Author:
Ozturkoglu Onur,Ozcelik Ozgur,Gunel Serkan,Yurtseven Veysel,Taner Yasar
Abstract
Abstract
Wind energy has increased its importance among renewable energy sources in recent years due to its high energy production capacity and the return of investment cost in a short time and has become a better alternative to conventional energy sources. The share of relatively large wind turbines in the renewable energy market, which can produce more energy in a short time, is increasing rapidly. Being able to accurately and consistently define the dynamic characteristics of turbines is crucial to ensure that these structures remain operational throughout their economic life and even serve more than their planned lifespan. In this study a novel autonomous data acquisition and system identification framework is developed.
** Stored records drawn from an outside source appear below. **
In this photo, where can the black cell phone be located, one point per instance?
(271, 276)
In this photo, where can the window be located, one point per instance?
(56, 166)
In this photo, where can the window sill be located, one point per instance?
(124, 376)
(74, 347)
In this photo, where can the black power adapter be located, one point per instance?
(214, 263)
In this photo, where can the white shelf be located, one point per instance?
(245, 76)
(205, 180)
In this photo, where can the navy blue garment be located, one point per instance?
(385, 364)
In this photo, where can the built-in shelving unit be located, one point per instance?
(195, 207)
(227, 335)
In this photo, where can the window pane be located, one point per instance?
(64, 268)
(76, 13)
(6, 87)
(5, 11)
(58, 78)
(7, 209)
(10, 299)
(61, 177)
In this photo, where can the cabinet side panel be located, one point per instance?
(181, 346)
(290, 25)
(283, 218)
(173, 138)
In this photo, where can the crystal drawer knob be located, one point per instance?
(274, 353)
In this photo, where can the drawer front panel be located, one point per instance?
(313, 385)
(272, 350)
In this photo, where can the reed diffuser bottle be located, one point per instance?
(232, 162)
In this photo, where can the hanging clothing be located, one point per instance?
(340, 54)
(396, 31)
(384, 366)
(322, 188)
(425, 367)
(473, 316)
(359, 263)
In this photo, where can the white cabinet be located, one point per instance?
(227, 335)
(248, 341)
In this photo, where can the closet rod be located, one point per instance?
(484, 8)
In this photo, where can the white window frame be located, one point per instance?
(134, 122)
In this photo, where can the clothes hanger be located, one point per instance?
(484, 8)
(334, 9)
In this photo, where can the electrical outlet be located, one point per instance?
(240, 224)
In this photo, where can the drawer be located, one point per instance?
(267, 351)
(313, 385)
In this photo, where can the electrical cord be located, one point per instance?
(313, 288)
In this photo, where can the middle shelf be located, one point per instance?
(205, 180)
The subject of the work is an in-service 2.5 MW horizontal axis wind turbine with three rotor blades in Izmir/Turkey. Vibration, temperature, and relative humidity data is recorded through data acquisition system designed distributed along the turbine tower height (80 m.). Data acquisition system contain three types of sensors at different levels: One tri-axial, three uniaxial accelerometers, temperature, and relative humidity sensors at foundation level; two uniaxial accelerometers at 20-meter level; two uniaxial accelerometers and temperature sensor at 40meter level; two uniaxial accelerometers at 60-meter level; two uniaxial accelerometers, temperature, and relative humidity sensors at 80-meter level. Preprocessed vibration data is transmitted from wind farm to the university campus with operational and environmental data (e.g., wind speed, wind direction, temperature, humidity, rotor speed, nacelle direction, and pitch angle) collecting from turbine SCADA system synchronously. Modal parameters are estimated using p-LSCF method providing more clear stabilization chart than other operational modal analysis methods. A clear stabilization chart makes more easier to choose stable system poles that is significant to automate system identification. Whole data acquisition and system identification process is done without any user interference. A preliminary correlation work is done between the dynamic characteristics of the turbine and operational/environmental factors.